US‑Sanktionen gegen das italienische Aktivisten‑Netzwerk

Am Mittwoch hat das Office of Foreign Assets Control (OFAC) das seit 2001 bestehende Kollektiv Autistici/Inventati als „globale Terroristen“ eingestuft. Die US‑Regierung begründet die Maßnahme mit einer angeblichen Unterstützung von gewalttätigen linksradikalen Gruppen, insbesondere der sogenannten Antifa.

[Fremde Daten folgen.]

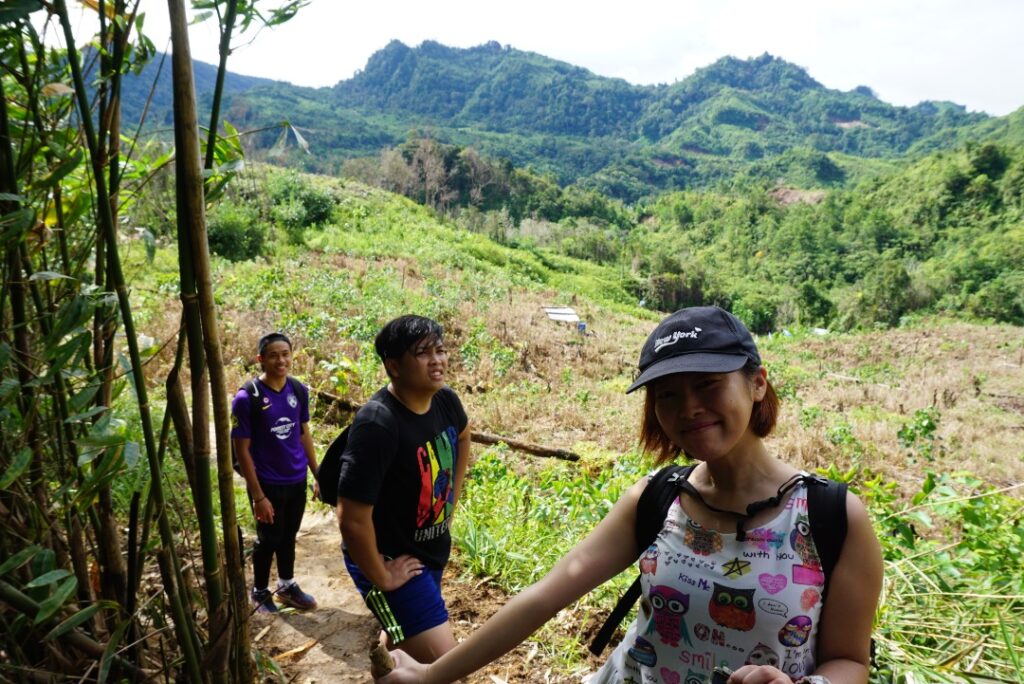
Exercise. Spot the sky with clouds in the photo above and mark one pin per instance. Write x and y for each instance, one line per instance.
(906, 51)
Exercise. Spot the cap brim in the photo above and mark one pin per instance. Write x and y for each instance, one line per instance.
(695, 362)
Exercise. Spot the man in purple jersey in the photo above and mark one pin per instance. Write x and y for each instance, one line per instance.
(273, 447)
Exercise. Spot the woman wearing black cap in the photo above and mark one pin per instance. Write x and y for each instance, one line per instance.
(720, 588)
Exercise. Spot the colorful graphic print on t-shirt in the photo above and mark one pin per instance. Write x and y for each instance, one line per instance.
(435, 460)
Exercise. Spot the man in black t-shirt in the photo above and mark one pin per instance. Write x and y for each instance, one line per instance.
(401, 473)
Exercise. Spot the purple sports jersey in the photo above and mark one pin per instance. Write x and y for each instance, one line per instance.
(274, 443)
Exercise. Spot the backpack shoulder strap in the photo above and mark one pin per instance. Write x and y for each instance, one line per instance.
(329, 470)
(300, 390)
(252, 389)
(662, 489)
(826, 510)
(652, 506)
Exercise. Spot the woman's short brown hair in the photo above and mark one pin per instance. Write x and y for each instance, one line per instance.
(764, 415)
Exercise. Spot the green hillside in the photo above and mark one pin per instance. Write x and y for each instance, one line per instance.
(735, 118)
(900, 414)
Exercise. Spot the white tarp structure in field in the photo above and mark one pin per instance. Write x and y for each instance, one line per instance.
(561, 313)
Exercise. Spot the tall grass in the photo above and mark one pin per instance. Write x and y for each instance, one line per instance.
(953, 601)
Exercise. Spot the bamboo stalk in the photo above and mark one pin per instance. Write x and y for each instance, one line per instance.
(195, 252)
(182, 620)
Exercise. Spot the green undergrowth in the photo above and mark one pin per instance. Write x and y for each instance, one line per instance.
(952, 607)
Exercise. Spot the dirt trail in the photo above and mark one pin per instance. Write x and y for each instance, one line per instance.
(332, 643)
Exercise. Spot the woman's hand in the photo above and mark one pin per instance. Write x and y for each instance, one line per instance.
(759, 674)
(263, 510)
(407, 670)
(399, 570)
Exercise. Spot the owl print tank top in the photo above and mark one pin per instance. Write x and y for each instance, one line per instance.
(710, 600)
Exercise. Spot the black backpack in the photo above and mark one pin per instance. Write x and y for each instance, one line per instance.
(825, 507)
(252, 389)
(329, 469)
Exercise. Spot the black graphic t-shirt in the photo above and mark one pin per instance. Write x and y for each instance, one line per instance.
(403, 465)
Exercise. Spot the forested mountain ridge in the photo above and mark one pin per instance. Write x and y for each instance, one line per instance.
(761, 118)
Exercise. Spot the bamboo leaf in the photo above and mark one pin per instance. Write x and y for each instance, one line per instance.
(82, 417)
(48, 275)
(299, 139)
(15, 10)
(94, 6)
(61, 170)
(56, 90)
(73, 622)
(83, 398)
(132, 454)
(19, 559)
(151, 244)
(71, 315)
(48, 579)
(16, 467)
(53, 603)
(16, 223)
(99, 440)
(7, 387)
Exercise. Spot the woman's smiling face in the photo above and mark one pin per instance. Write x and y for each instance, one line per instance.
(708, 415)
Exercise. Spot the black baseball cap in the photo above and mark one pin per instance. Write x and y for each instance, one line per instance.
(698, 339)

In einer offiziellen Mitteilung wird behauptet, das Kollektiv stelle digitale Werkzeuge, Server und Kommunikationsdienste bereit, die von extremistischen Zellen genutzt werden könnten.

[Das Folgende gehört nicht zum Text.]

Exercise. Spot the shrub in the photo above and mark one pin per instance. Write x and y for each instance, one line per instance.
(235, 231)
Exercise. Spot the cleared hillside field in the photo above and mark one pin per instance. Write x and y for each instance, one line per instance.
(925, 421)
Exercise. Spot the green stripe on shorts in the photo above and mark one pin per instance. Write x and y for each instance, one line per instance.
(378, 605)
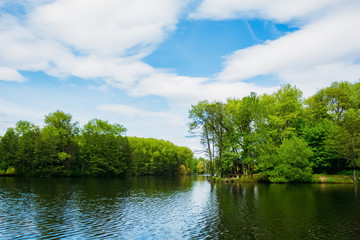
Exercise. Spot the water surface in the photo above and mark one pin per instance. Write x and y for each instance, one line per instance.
(187, 207)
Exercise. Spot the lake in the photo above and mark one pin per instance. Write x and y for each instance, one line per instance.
(180, 207)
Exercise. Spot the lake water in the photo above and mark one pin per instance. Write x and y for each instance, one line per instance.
(187, 207)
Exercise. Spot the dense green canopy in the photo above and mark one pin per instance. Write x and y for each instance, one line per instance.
(282, 135)
(61, 148)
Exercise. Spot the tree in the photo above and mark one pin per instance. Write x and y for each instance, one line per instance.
(9, 147)
(57, 149)
(25, 157)
(209, 119)
(291, 163)
(104, 150)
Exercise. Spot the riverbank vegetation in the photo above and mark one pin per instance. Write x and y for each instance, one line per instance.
(61, 148)
(282, 136)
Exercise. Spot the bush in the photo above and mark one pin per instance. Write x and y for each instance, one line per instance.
(10, 171)
(182, 170)
(291, 164)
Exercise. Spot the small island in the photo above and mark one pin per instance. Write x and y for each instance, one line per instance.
(280, 137)
(283, 137)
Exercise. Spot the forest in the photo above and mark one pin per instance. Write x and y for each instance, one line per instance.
(61, 148)
(282, 136)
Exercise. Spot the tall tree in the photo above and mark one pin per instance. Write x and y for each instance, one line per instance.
(104, 149)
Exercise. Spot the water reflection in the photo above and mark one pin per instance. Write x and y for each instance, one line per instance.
(186, 207)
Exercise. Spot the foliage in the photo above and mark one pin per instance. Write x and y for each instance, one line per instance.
(61, 148)
(282, 135)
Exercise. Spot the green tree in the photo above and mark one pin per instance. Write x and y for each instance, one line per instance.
(9, 147)
(57, 149)
(291, 163)
(25, 157)
(209, 119)
(105, 152)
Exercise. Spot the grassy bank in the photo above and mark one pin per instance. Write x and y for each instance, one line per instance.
(339, 177)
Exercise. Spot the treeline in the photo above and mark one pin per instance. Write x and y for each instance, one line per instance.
(61, 148)
(283, 136)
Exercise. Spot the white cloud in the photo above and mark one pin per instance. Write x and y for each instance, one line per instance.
(135, 113)
(319, 53)
(108, 27)
(9, 74)
(278, 10)
(184, 91)
(87, 39)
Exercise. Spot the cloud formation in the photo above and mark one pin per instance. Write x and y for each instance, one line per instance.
(326, 47)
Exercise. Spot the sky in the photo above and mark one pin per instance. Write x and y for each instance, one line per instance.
(143, 63)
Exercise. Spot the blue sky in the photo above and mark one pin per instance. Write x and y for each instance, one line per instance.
(143, 63)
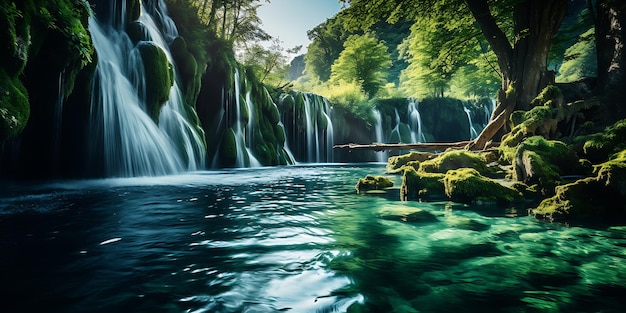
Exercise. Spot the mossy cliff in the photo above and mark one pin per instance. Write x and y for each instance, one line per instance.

Wie die US‑Behörden die Vorwürfe formulieren

Die Sanktionen beruhen auf einer Verordnung aus der Ära von George W. Bush, die nach den Anschlägen vom 11. September 2001 erlassen wurde. Ohne konkrete Beweise wird behauptet, Autistici/Inventati habe „spezielle digitale Architektur, Tools und Dienstleistungen für Antifa‑Zellen und andere gewalttätige linksradikale Extremisten“ bereitgestellt. Weiterhin wird die angebliche Zusammenarbeit mit der Arbeiterpartei Kurdistans genannt, die laut US‑Stellungnahme ebenfalls von den angebotenen Diensten profitiert habe.

Die Gegenreaktion des Kollektivs

In einer ausführlichen Erklärung weist Autistici/Inventati sämtliche Anschuldigungen entschieden zurück. Das Netzwerk betont, dass es seit seiner Gründung im Umfeld des G‑8‑Gipfels in Genua ausschließlich Plattformen für digitale Selbstverteidigung bereitstelle. Ziel sei es, freie Kommunikation für Aktivist*innen, NGOs und andere zivilgesellschaftliche Akteure zu ermöglichen – nicht, Gewalt zu fördern.

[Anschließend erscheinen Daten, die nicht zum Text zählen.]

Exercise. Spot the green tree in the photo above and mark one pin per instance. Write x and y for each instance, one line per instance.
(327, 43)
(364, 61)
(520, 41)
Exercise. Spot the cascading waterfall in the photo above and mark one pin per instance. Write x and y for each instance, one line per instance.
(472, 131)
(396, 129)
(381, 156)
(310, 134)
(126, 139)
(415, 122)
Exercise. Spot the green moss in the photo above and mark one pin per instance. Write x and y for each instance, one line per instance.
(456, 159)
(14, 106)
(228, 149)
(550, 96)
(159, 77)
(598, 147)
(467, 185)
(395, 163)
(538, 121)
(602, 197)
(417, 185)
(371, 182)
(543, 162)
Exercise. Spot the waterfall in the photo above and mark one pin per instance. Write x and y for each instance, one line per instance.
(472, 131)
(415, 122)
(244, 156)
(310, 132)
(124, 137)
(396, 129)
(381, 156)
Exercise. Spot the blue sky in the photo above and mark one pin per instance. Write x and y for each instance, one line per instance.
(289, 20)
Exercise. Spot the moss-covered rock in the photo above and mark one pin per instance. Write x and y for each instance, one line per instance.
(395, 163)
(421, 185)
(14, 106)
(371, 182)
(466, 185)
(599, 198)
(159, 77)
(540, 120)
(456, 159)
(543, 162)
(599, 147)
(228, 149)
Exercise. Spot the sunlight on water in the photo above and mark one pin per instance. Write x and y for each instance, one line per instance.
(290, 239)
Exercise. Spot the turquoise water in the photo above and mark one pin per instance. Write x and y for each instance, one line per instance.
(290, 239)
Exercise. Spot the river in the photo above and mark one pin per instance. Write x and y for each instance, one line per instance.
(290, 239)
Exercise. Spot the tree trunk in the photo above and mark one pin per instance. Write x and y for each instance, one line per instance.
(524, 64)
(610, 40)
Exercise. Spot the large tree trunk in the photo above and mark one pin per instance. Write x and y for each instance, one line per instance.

„Antifaschismus und Antikapitalismus sind kein Terrorismus. Protestieren ist kein Terrorismus“, heißt es weiter. Das Kollektiv kündigt an, seine Arbeit trotz des politischen Drucks fortzusetzen und alle verfügbaren Mittel zu nutzen, um die falschen Vorwürfe zu entkräften.

Was das Netzwerk eigentlich leistet

Autistici/Inventati betreibt unter anderem die Blogplattform NoBlogs.org, die in Deutschland und darüber hinaus von tausenden Nutzer*innen genutzt wird. Darüber hinaus stellt das Kollektiv kostenfrei E‑Mail‑Adressen, Instant‑Messenger‑Dienste und selbstverwaltete Serverinfrastruktur bereit – alles abseits großer kommerzieller Anbieter. Laut eigenen Angaben hostet das Kollektiv rund 1.500 Webseiten, die von sozialen Bewegungen, Umweltgruppen und Menschenrechtsorganisationen betrieben werden.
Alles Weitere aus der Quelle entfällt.